According to one ranking service, Hall County was the 38th best place in the nation for new businesses to locate in 2011. New businesses mean economic growth and jobs, but they aren’t going to come here if basic government services and programs aren’t available. This has to be the most moronic statement ever made.  My company is not going to move to Hall County because the taxes are too low and they don’t have enough libraries.

The county has gone to great lengths to balance expenditures on the backs of its employees by eliminating jobs, cutting pay with mandated furloughs, withholding payments to retirement funds and forgoing pay increases. Since October 2008, county offices have been closed one day per month as a savings measure. Maybe the county has been too big.  If they actually had the balls to let some people go, the remaining employees wouldn’t have had to make these sacrifices.

Among other compensation cuts, the proposal for the 2012 budget would eliminate nine paid holidays for employees, in addition to the 12 furlough days. That means an entire work-month of hours eliminated from employees’ pay. Beyond the impact on employees, how much will those changes inconvenience local residents in their efforts to do business with the county?  So, on holidays, the residents will be “inconvenienced” because the employees are not paid.  At this point I have to think that the editorial board is smoking something.

So what’s the plan? Sadly, we still don’t know. The three commissioners in the driver’s seat for the budgeting process have made it clear what they oppose, but it’s anyone’s guess what they favor. Remember, this is the same trio that wasted hundreds of thousands of county dollars earlier this year by bringing in an Atlanta law firm to serve on an interim basis until a new county attorney could be hired. Then they rehired the same attorney we had before.  “The three commissioners”… you need three to pass the budget.  I agree with you that they should have never rehired the attorney.  You never hire back someone after they have been canned.

That’s their idea of efficient expenditures of money. That’s their idea of financial stewardship. That’s their idea of a plan. What’s yours, a tax increase?  No thanks!

Hugh Hall County Akston

 

  4 comments for “Times has Creative Control?

  1. Slipknot
    June 30, 2011 at 2:42 pm

    I think if you look at the proposed increase, it’s not 20%. That would equate to about $300+ per year on my $140k house. As I recall they said a home valued at $180K would pay about $100/yr. more. My numbers could be a little off, but they’re still wayyyy short of a 20% increase.

    • Hugh Akston
      July 1, 2011 at 3:40 pm

      I got the 20% by taking the 1.41 (general fund and roll up) and divided it by 6.25 (current rate) and it comes out to .2256 or 23%. You could argue to do it correctly, you should add 1.41 to 6.25 and divide it into 6.25 (the average on a curve). 1-(6.25/(1.41+6.25)= .184 or 18%.

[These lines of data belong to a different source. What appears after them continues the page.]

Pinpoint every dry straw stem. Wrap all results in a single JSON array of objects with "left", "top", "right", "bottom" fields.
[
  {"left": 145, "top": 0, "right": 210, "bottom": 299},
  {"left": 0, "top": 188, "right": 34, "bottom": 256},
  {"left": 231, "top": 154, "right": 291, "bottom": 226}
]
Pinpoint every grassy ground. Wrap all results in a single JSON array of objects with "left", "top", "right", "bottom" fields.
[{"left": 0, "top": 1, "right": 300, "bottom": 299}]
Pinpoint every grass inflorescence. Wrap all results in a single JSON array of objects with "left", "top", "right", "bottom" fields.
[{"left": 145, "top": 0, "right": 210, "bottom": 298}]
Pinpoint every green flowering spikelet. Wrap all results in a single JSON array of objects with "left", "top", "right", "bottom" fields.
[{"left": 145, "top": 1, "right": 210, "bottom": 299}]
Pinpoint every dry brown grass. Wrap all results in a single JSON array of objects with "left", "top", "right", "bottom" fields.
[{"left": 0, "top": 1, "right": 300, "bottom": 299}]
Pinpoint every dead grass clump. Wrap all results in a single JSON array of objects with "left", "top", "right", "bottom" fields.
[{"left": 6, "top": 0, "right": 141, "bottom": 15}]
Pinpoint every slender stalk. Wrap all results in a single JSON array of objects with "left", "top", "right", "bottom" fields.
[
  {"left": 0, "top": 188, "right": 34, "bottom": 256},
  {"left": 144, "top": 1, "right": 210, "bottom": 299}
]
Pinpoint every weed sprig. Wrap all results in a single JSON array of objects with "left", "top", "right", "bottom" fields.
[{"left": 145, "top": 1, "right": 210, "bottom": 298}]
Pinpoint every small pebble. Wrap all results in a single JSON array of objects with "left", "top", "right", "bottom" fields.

      Either way, ~20% if you figure the difference between the two methods 🙂

  2. Hugh Akston
    July 1, 2011 at 3:48 pm

    I am sad to report that no one took me up on the bet that the budget would be set by 9pm. The Times had the article posted by 8:26pm. I guess I will have to go back to playing the lottery.

  3. Dagny
    July 1, 2011 at 8:38 pm

    keep in mind your $140k home is taxed at 40%, not the full assessment.